Of course, the sheet does not connect two points, not reversing the curve, covering one of them. But who told us about the type of surface on which to solve the problem? And if this is not a plane, and, say, a bagel or a car tire – all turns out easily. A man too accustomed to two-dimensional world. Our "voobrazitelnaya" intuition here never fails us. But when it comes to spatial representations, it begins to limp. The height of the house estimate is much more difficult than its length or width.

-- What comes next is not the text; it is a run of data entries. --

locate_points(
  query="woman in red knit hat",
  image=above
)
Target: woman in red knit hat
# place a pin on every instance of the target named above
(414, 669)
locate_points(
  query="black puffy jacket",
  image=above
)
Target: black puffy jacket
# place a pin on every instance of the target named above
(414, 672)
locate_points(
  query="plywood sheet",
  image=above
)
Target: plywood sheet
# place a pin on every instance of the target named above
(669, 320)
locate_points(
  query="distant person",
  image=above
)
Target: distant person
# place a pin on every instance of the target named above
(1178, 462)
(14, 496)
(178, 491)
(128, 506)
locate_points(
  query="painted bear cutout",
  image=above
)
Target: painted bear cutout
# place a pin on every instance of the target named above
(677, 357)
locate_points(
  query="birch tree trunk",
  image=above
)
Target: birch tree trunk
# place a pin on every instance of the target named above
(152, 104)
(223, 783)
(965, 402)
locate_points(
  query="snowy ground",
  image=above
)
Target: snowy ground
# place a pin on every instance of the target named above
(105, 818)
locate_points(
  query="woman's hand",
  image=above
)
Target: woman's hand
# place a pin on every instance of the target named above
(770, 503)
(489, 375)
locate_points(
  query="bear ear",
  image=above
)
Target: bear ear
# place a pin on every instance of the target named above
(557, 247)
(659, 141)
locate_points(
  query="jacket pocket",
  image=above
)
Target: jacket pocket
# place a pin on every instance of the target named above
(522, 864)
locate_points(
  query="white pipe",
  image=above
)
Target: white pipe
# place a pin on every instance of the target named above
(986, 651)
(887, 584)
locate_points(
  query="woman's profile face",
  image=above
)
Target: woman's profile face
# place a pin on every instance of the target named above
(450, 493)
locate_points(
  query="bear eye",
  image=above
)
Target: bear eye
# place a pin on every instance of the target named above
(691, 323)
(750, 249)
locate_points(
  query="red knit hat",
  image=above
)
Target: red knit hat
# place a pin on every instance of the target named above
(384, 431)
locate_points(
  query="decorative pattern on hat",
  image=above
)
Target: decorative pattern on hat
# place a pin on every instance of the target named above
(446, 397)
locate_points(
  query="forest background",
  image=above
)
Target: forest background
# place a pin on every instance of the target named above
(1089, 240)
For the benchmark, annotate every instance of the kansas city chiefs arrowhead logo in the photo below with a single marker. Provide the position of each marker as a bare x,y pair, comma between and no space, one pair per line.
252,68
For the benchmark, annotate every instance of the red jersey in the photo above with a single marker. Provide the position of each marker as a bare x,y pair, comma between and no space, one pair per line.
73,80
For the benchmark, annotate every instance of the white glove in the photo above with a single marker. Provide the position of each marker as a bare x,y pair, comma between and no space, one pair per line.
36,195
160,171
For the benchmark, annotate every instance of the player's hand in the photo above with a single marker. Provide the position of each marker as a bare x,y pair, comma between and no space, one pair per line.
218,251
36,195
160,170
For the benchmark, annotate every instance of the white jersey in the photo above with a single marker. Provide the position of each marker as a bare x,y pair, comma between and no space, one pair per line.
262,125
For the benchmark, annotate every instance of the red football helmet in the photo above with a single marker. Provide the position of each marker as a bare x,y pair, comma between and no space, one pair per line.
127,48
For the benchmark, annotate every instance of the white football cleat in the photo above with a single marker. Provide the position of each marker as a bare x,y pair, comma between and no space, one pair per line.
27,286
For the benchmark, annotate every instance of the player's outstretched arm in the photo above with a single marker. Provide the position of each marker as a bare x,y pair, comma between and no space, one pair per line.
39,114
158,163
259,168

And tell how far away the plane or a cloud, an untrained person can not even approximately. Third coordinate – not what the Fourth! – We have yet to master and master. If this has piqued your curiosity, check out Robert J. Shiller. The reason here is not psychological, but a purely physiological. The thing is the device of our eyes. When we look at the remote object, the specific muscles bend the lens of the eye – the natural lens to change its focal length and allow us to see the object clearly. If the muscles are tired, we have to start points and change the focal length artificially. Focusing the camera – perfect analogy to this process, which Physiology is called accommodation.

And yet in each eye there is a group of six muscles that turn it so that the direction of gaze right and left eyes intersect at one point. Keep up on the field with thought-provoking pieces from Professor Rita McGrath. This is called convergence. This creates a binocular effect – we see the world volume. Stereoscope, in which regard the "bulging" image was built on the same principle.